I’d probably do this differently, as documented in our article on the topic:
You definitely don’t have to use make and sed, but you DO need to:
set per-context build commands to manage your headers differently (I like “no headers” by default and applying the headers in branch deploys and/or deploy preview contexts, but you can do it however you like)
keep that header in _headers rather than in netlify.toml, since there are no context-specific headers; everything in that file is used for every deploy, as you found
Thank you for the pointers @fool, I’m getting a better understanding of how to customise the config more to my needs.
I’ve moved my build commands out into rake commands which is simplifying the toml file itself and also getting rid of a lot of the code repetition I was getting with the various build contexts.
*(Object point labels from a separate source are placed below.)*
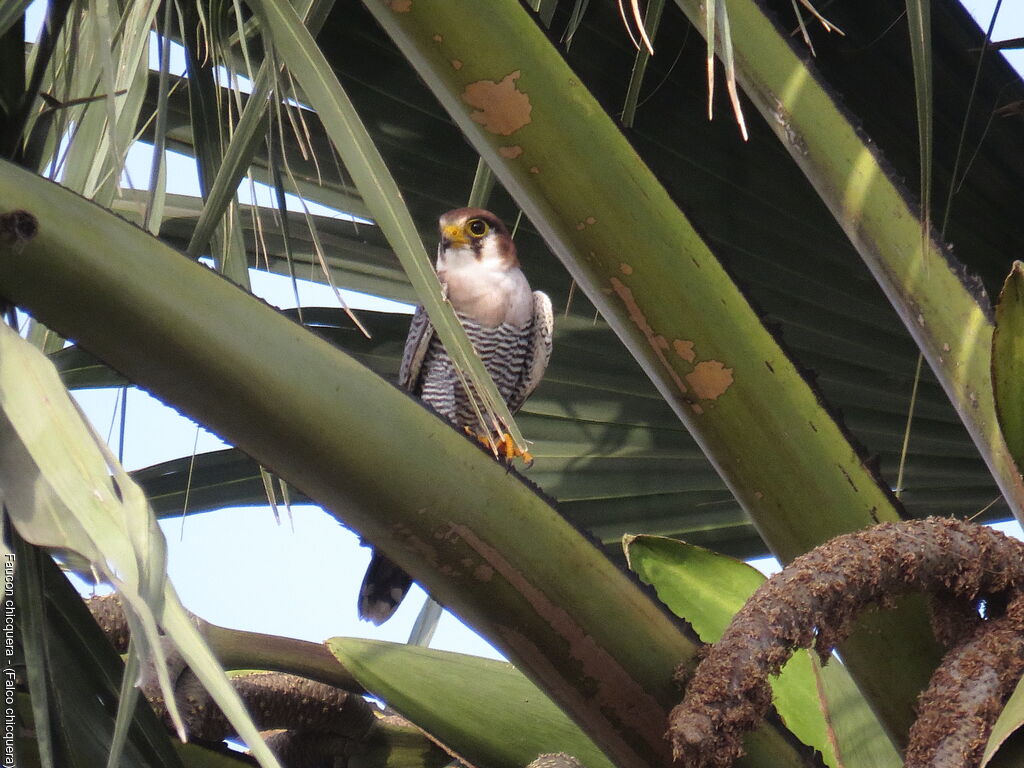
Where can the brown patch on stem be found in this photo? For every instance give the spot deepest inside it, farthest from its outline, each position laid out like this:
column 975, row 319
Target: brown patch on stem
column 637, row 315
column 814, row 603
column 499, row 105
column 710, row 379
column 684, row 349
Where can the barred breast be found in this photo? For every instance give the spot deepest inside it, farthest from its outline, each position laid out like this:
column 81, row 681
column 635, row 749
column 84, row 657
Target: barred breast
column 506, row 354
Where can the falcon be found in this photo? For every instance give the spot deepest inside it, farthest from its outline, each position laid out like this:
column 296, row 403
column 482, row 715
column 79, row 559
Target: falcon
column 510, row 328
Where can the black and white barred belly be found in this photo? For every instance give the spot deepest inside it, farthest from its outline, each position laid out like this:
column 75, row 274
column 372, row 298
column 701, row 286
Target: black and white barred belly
column 506, row 351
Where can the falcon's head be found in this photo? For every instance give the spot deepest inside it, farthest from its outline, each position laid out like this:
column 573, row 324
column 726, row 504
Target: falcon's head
column 472, row 237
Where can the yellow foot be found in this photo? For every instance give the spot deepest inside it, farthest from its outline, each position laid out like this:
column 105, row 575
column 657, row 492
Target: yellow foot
column 503, row 448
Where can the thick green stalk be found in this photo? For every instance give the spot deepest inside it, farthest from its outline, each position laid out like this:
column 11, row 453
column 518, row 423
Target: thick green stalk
column 943, row 312
column 625, row 242
column 480, row 541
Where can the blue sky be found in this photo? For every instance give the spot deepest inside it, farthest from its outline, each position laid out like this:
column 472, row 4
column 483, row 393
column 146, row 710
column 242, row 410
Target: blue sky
column 240, row 567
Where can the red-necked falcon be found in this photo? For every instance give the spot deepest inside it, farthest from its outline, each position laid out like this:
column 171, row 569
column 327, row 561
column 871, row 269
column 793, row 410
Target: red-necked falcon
column 510, row 328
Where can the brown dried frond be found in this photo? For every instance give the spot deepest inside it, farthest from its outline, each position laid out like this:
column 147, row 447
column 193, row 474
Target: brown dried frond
column 813, row 602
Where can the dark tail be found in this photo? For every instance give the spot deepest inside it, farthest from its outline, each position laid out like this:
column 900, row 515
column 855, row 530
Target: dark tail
column 384, row 587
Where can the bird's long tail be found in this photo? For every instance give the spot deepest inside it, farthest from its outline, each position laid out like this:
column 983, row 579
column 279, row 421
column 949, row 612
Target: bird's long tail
column 384, row 587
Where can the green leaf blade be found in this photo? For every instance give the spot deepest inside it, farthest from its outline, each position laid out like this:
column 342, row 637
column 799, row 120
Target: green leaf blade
column 1008, row 361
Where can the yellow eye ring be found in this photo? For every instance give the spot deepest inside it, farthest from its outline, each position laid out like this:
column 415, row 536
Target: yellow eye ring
column 477, row 227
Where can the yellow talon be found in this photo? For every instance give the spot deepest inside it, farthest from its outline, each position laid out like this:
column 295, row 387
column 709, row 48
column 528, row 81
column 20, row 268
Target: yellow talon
column 504, row 446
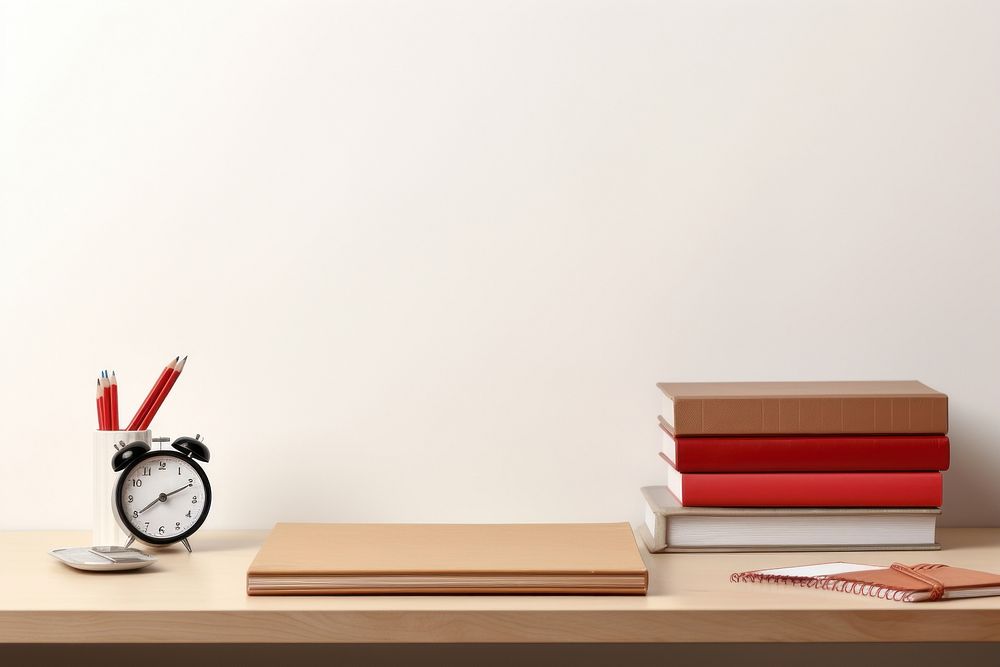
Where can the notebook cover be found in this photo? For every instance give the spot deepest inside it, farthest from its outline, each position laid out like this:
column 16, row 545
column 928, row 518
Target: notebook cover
column 810, row 489
column 805, row 453
column 501, row 550
column 774, row 408
column 664, row 506
column 898, row 582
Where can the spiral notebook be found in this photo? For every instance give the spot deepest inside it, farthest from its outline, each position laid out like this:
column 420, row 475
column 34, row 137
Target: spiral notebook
column 902, row 583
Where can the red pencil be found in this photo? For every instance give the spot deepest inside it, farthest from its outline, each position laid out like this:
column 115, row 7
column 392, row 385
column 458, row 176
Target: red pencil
column 151, row 396
column 100, row 406
column 163, row 394
column 106, row 402
column 114, row 402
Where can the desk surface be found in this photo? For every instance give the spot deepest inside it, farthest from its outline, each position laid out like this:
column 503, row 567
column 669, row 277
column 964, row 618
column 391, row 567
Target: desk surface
column 201, row 598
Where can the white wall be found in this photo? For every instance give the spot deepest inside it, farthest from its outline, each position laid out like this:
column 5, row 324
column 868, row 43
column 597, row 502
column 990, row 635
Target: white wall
column 430, row 257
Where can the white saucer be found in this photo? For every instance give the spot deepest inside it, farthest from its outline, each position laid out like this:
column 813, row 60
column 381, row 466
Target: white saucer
column 103, row 559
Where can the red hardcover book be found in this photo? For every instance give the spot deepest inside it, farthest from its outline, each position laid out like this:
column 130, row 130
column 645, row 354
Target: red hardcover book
column 805, row 489
column 820, row 453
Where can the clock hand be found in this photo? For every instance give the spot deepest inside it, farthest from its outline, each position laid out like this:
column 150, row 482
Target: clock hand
column 162, row 498
column 149, row 505
column 186, row 486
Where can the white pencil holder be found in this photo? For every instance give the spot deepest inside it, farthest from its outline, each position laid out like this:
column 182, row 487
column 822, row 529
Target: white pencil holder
column 106, row 443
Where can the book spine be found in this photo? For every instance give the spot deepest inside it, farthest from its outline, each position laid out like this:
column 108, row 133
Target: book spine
column 819, row 415
column 889, row 453
column 833, row 489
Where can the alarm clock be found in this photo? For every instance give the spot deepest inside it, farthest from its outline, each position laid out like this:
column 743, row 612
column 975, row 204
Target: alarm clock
column 161, row 497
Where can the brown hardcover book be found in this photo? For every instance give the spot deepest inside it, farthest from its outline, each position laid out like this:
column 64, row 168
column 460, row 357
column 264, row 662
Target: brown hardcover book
column 671, row 528
column 346, row 559
column 774, row 408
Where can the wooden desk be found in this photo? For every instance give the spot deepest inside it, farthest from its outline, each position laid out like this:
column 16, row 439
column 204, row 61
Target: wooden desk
column 201, row 598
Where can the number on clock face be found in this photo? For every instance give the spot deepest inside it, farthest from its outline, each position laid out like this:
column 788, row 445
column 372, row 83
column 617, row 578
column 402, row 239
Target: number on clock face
column 161, row 497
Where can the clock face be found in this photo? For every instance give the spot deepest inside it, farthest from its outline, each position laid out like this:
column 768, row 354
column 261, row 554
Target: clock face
column 163, row 497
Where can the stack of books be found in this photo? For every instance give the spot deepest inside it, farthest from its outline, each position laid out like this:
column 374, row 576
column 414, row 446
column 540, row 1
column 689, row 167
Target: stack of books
column 798, row 466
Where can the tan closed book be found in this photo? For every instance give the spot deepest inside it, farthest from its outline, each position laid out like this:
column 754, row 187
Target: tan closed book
column 776, row 408
column 354, row 558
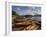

Now I have removed that context specific header and my branch context command looks as follows:
command = "rake netlify_build:branch"
My rake file is then similar to:
namespace :netlify_build do
desc "Run build commands on Netlify"
add_non_production_headers = "cp config/netlify/non_production_headers public/_headers"
yarn_test = "yarn test"
rspec_test = "RUBYOPT=-W0 parallel_rspec -n 2 spec"
middleman_build = "NO_CONTRACTS=true RUBYOPT='-W0' middleman build"
task :production do
sh "#{yarn_test} && #{rspec_test} && #{middleman_build} --verbose"
end
task :branch do
sh "#{add_non_production_headers} && #{yarn_test} && #{rspec_test} && #{middleman_build} --verbose"
end
task :cms, [:build_option] do |_task, args|
sh "#{add_non_production_headers} && #{middleman_build} #{args[:build_option]}"
end
end
I have all my headers that are shared with every context within the toml file. Then, before the build I am copying the additional headers I need per context into the _headers file.